| Tribunal de magistrats de Tel Aviv-Jaffa
|
| Affaire civile 37969-04-24 Zehavi contre Adiv – T-shirts imprimés dans un appel fiscal |
| Devant l’honorable juge Tal Fishman Levy | |
| Ledemandeur : | Omri Zahavi
Avocate Rona Freiman |
| Contre | |
| Ledéfendeur : | Adiv – T-shirts imprimés Ltd. |
| Jugement |
Introduction
- J'ai devant moi une réclamation financière d'un montant de 500 000 ILS concernant la demande du demandeur d'obtenir une indemnisation pour violation du droit d'auteur, ainsi qu'une demande d'instruction au défendeur de cesser toute utilisation de ses œuvres et de s'abstenir de les imprimer.
- Le demandeur est artiste et créateur dans le domaine de la peinture et du design graphique, et possède une entreprise qui fournit des services dans ce domaine. Les services de conception comprennent des dessins pour des illustrations, illustrations et dessins graphiques, adressés au grand public, et en particulier à ceux qui servent les forces de sécurité (ci-après : « le demandeur »).
- Le prévenu est un vétéran et une imprimerie reconnue, spécialisée dans les services d'impression, notamment l'impression de chemises de marque pour diverses organisations, soldats et mouvements de jeunesse. Le défendeur a été créé il y a des décennies et emploie de nombreux employés (ci-après : « le défendeur »).
- Au cœur de la plainte se trouve l'affirmation du demandeur selon laquelle le défendeur a utilisé ses œuvres originales sans sa permission et contre sa volonté, sans recevoir de paiement et sans respecter son droit moral. La principale infraction alléguée a été réalisée en affichant les œuvres du demandeur sur le site web du défendeur et sur le réseau « Instagram », dans le but de faire de la publicité et du marketing.
- En janvier 2022, M. Noam Bracha, agent au nom du défendeur, a approché le demandeur avec une offre de coopération entre les parties. Le demandeur a refusé cette offre.

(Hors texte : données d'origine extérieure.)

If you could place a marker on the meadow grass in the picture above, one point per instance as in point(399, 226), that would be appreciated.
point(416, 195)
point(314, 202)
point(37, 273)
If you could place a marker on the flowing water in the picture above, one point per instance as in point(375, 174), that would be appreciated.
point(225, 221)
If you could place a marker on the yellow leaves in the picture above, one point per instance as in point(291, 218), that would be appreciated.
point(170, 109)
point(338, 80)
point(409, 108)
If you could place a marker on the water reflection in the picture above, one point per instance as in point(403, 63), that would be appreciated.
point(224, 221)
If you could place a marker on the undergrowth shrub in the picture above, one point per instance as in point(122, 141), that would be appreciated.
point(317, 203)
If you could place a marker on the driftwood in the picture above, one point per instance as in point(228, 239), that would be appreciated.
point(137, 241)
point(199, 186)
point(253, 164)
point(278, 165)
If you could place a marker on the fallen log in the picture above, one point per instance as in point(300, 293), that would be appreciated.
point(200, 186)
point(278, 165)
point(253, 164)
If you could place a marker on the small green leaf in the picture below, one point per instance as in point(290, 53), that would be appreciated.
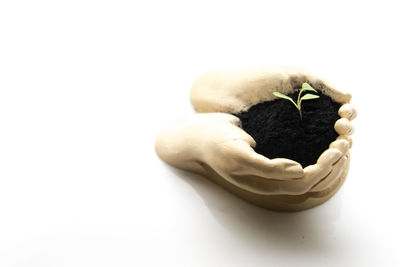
point(309, 96)
point(308, 87)
point(285, 97)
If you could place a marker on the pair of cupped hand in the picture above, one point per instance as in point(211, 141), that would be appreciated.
point(213, 140)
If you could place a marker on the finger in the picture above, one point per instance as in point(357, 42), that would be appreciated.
point(344, 127)
point(341, 144)
point(258, 165)
point(331, 178)
point(343, 147)
point(280, 169)
point(330, 90)
point(348, 111)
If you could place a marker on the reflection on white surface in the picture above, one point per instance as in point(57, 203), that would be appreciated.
point(307, 231)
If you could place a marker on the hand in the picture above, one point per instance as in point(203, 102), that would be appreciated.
point(236, 90)
point(214, 144)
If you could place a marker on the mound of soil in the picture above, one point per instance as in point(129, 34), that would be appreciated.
point(280, 133)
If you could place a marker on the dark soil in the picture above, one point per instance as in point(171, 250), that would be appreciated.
point(280, 133)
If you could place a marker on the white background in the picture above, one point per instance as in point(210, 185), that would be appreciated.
point(85, 86)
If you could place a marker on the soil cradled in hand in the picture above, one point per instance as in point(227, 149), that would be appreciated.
point(279, 131)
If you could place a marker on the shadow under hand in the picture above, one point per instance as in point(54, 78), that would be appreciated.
point(305, 230)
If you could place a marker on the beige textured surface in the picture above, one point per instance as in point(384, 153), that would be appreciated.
point(214, 145)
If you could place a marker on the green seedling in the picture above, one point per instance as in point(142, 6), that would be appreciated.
point(304, 87)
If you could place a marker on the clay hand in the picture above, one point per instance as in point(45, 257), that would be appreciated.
point(214, 141)
point(214, 144)
point(233, 91)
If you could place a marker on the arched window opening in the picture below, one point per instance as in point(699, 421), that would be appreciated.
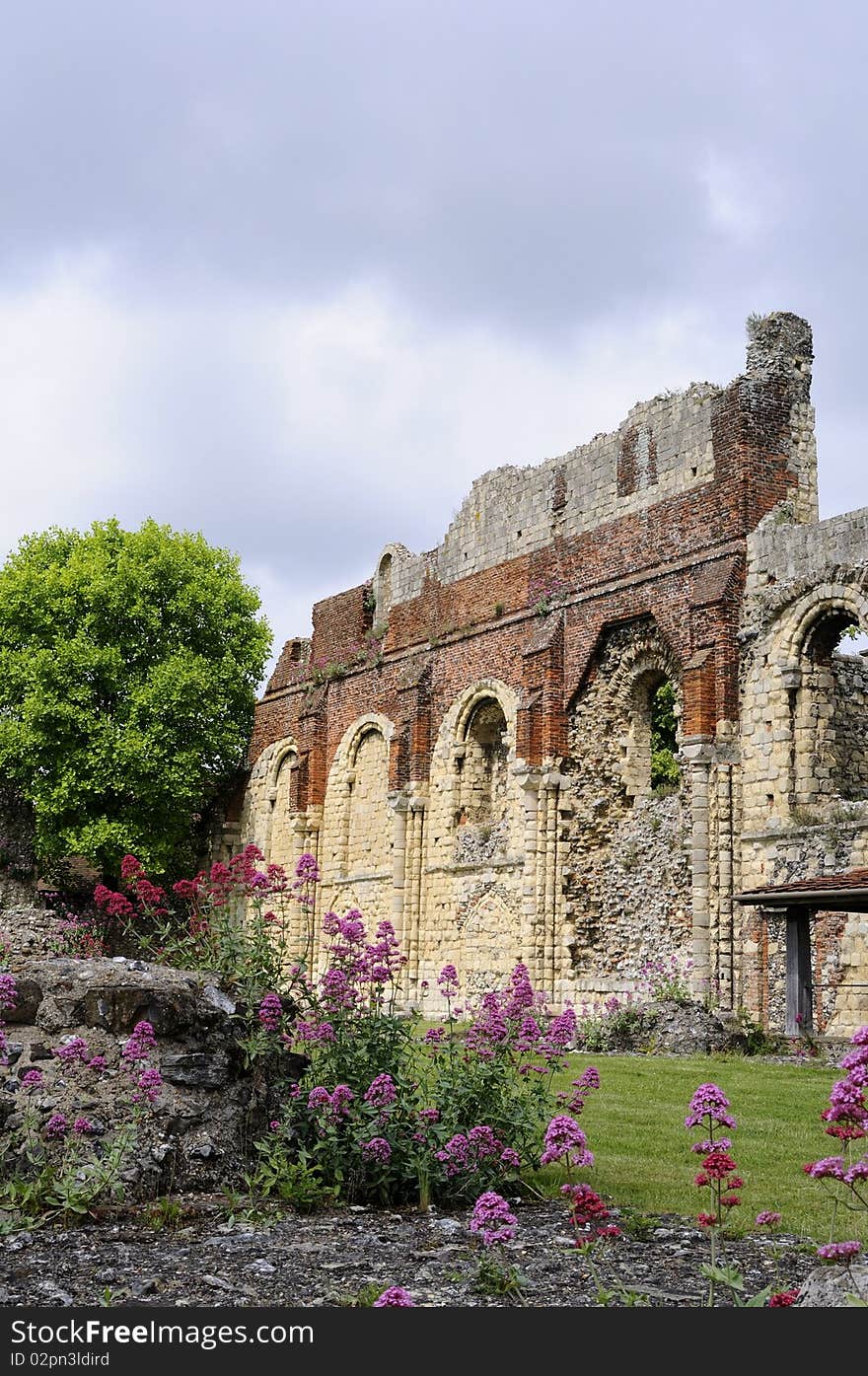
point(369, 832)
point(829, 714)
point(384, 589)
point(665, 773)
point(481, 784)
point(652, 746)
point(283, 801)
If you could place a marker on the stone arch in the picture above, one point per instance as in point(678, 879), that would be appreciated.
point(384, 579)
point(474, 804)
point(270, 808)
point(822, 696)
point(358, 822)
point(283, 798)
point(630, 662)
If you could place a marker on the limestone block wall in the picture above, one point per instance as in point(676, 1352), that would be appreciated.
point(804, 741)
point(627, 861)
point(662, 448)
point(560, 596)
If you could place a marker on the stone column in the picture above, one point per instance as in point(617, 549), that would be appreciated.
point(414, 853)
point(398, 804)
point(699, 755)
point(313, 834)
point(533, 940)
point(549, 825)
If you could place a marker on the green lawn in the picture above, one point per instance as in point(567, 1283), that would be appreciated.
point(634, 1125)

- En mai 2023, le défendeur a lancé une nouvelle base de données de peintures sur son site web. Douze dessins du demandeur ont été téléchargés dans cette base de données, à son insu et sans son consentement. Le téléchargement des œuvres a apparemment été effectué par un tiers - soldats et employés des forces de sécurité, et non par le prévenu. D'autres publications des produits du défendeur sur lesquelles sont estampillés les dessins du demandeur ont également été mises en ligne sur le réseau social « Instagram ».
- Le 31 mai 2023, le demandeur a contacté le défendeur pour exiger le retrait immédiat de ses dessins de la base de données du défendeur. Le défendeur a agi pour retirer les peintures, en tout ou en partie.
- Le 4 juin 2023, le demandeur ajoute par écrit à côté de ses dessins que les dessins lui appartiennent et qu'ils peuvent être utilisés à des fins personnelles et ne sont pas autorisés à être transférés à une autre partie ou à un tiers.
- Après juin 2023, trois dessins supplémentaires du demandeur ont été publiés dans la base de données du défendeur.